Meatyard’s experience as an optician gave him knowledge about lenses and vision that informed his work as a photographer, as did his interest in philosophy, especially Zen. Spirituality underlies his often haunting and complex imagery.

Meatyard was born in Normal, Illinois in 1925. After a brief stint in the navy following high school, he received his optometry license through the G.I. Bill and then joined an optical firm in Lexington, Kentucky, which happened to also sell camera equipment.

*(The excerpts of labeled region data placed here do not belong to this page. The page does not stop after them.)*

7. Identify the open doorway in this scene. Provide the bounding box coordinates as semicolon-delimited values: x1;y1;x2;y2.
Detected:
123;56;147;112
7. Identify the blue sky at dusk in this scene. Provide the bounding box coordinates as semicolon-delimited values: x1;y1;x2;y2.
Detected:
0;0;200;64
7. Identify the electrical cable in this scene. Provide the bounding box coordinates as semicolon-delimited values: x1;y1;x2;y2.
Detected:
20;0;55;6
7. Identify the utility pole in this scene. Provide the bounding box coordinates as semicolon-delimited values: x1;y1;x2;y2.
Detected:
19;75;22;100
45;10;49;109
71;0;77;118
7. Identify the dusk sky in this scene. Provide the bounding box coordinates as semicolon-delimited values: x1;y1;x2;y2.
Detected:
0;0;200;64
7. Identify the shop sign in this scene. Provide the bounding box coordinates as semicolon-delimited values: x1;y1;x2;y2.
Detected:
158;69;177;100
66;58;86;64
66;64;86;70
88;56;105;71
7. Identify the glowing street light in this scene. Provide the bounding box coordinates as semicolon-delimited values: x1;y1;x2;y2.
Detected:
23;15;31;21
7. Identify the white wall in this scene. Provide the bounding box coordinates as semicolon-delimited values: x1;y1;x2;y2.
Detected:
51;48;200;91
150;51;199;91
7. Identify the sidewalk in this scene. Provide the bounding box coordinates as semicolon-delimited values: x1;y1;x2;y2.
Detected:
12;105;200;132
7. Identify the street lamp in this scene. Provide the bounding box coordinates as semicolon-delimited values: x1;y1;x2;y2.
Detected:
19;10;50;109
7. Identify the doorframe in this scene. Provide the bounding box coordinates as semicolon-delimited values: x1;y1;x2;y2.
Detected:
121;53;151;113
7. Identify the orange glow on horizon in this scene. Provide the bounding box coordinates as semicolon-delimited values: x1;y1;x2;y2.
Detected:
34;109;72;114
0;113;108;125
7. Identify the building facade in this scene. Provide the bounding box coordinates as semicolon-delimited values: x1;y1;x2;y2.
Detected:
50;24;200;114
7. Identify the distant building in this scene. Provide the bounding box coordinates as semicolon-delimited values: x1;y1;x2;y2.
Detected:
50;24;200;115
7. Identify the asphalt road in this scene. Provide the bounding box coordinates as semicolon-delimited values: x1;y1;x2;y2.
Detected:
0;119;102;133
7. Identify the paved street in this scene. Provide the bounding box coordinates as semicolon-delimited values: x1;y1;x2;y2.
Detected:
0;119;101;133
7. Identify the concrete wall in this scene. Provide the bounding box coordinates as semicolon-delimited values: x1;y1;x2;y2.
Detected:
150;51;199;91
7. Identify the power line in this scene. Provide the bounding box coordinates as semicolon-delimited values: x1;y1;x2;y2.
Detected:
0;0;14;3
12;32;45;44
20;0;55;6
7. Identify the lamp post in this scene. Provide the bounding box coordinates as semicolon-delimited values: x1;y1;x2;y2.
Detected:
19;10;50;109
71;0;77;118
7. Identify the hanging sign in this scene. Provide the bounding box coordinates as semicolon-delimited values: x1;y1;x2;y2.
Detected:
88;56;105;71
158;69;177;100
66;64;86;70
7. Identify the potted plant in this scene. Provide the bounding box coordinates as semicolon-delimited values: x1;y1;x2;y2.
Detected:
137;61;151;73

It was there that Meatyard bought his first camera in 1950 in order to photograph his newborn son. In 1954 Meatyard joined the Lexington Camera Club, where he met the photographer (and later to be curator) Van Deren Coke. Coke encouraged Meatyard to use photography as a means of deeper personal expression. Meatyard also attended workshops and connected with renowned photographers of the time, including Minor White, Aaron Siskind and Henry Holmes Smith. When he opened his own optical shop Eyeglasses of Kentucky in 1967, he covered his walls with up-and-coming photographers’ work.

Tragically, Meatyard died from cancer in 1972 at the age of 46.